This Bronze age dagger found by the River Nore was sold at auction by Sheppard's
A late Bronze Age dagger, which was found beside the River Nore, has been sold at auction.
The dagger was found in 1903 south-west county Laois beside the Annagh bridge over the river Nore, and was located near the road leading from Coolrain to the Pike-of-Rushall.
Auctioneer Philip Sheppard said: "A common ritualistic practice in the later Bronze Age was the deposition of hoards in sacred places including river fords which formed part of the sacred landscape."
At 20 cm. long, the ‘Jack Feehan dagger’ has a leaf-shaped blade with a mid-rib. The evolution of a mid-rib on metal daggers by the end of the Early Bronze Age, served to strengthen them for combat use. Many copper and copper-alloy dagger forms, are known from Europe in the late third to early second millennium BCE. As general purpose tools they would have had many uses including, but not restricted to, fighting.
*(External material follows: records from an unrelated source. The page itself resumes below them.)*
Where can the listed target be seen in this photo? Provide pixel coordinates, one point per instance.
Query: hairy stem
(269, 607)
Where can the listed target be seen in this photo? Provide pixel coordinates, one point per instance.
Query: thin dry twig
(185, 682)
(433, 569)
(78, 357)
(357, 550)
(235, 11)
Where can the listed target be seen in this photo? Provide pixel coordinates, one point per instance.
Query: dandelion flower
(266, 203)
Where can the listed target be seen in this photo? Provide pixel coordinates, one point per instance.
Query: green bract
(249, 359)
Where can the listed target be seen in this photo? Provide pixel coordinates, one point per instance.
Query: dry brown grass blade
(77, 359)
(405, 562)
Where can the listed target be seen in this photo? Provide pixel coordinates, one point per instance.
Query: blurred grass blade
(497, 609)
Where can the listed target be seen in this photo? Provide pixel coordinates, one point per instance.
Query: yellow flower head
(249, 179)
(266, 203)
The earliest daggers in Ireland had quite flat cross-sections and ranged from pieces with blades a few centimetres long to examples with blades over 20 cm, constituting serviceable weapons.
The Bronze Age denotes the first period in which metal was used with metalwork being one of the defining features of the Age, in Ireland, it lasted from about 2000 - 800 BCE.
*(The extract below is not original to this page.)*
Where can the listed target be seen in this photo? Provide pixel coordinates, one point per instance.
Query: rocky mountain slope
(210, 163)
Knowledge of how to make bronze, an alloy of tin and copper, came to Ireland from Europe. The copper was mined in Ireland, chiefly in county Kerry, while the tin was imported from Britain.
Irish metalsmiths created large numbers of weapons, perhaps because society became more violent. The commonest object forms produced were swords and spearheads, and daggers to a lesser degree making this new acquisition by the NMI from Sheppard’s auction house all the more significant.